Jorge Gallego

Personal information
- Full name: Jorge Enrique Ramírez Gallego
- Date of birth: 25 March 1940
- Place of birth: Cali, Colombia
- Date of death: 4 September 2026 (aged 86)
- Place of death: Cali, Colombia
- Position: Forward

Senior career*
- Years: Team / Apps / (Gls)
- 1962–1964: Millonarios / 16 / (6)
- 1964: Quindío / 23 / (15)
- 1965–1973: Deportivo Cali / 329 / (171)
- 1974–1975: Deportes Tolima / 58 / (19)
- Total:  / 441 / (214)

International career
- 1966–1970: Colombia / 14 / (4)

= Jorge Gallego =

Colombian footballer (1940–2026)

Jorge Enrique Ramírez Gallego (25 March 1940 – 4 September 2026) was a Colombian footballer who played as a forward. He is the all-time leading goal-scorer for Deportivo Cali and among the top five all-time goal-scorers in the Fútbol Profesional Colombiano.

==Career==
Born in Cali, Gallego began his professional football career with Millonarios in 1962, where he won three league titles.
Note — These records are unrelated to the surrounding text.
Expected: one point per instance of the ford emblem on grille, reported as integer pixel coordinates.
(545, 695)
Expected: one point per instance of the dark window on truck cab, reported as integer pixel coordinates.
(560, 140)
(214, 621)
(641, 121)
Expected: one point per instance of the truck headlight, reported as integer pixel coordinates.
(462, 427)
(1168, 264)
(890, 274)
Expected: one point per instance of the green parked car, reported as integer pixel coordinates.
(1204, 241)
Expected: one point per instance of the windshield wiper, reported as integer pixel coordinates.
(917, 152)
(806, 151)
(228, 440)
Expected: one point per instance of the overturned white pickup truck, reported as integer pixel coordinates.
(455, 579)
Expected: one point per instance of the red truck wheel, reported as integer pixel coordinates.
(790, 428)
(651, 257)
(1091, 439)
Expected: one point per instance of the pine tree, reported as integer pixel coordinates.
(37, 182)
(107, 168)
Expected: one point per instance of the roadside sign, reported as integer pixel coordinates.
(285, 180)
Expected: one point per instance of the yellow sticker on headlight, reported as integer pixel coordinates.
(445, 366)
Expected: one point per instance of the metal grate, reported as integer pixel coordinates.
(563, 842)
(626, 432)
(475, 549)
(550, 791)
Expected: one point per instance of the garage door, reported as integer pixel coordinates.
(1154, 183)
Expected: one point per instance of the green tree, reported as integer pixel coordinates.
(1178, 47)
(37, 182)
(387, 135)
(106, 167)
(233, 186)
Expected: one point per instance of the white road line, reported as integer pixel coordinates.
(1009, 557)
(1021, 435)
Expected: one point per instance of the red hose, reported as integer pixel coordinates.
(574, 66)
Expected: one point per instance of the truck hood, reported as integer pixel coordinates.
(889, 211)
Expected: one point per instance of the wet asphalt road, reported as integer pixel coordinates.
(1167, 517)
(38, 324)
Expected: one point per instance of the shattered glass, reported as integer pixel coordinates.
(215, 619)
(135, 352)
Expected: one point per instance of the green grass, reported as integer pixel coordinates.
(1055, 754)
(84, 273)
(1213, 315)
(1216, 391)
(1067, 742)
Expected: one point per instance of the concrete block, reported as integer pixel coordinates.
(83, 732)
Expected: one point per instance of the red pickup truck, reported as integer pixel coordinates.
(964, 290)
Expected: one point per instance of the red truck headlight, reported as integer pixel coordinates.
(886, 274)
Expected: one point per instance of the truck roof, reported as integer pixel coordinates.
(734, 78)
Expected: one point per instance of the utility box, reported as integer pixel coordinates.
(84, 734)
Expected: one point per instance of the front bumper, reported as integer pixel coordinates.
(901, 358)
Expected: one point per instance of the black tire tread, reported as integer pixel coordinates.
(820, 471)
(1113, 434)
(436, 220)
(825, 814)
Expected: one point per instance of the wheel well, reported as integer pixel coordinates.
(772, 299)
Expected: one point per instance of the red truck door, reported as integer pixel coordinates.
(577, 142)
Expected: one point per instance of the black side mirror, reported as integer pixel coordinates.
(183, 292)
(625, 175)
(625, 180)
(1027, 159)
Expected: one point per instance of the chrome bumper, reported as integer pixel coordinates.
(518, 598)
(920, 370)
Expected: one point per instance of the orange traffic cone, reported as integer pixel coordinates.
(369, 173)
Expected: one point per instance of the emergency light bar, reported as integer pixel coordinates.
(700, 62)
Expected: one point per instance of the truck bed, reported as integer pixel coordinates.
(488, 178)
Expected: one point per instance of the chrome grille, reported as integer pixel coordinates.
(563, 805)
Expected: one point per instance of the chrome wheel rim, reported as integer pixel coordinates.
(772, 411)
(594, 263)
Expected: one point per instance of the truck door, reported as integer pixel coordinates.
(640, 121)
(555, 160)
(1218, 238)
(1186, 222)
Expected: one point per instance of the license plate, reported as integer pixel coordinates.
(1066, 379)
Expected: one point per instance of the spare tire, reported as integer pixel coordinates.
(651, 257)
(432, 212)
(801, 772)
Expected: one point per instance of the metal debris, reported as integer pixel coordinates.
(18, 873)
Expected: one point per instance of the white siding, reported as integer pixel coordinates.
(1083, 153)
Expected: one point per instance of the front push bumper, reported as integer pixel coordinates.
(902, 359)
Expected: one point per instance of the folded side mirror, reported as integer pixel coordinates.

He had a brief spell with Deportes Quindío before moving in 1965 to Deportivo Cali, where he scored 168 goals in nine seasons. He finished his playing career with Deportes Tolima in 1975.

Gallego made 14 appearances and scored four goals for the Colombia national team from 1966 to 1970.

==Death==
Gallego died in Cali on 4 September 2026, at the age of 86.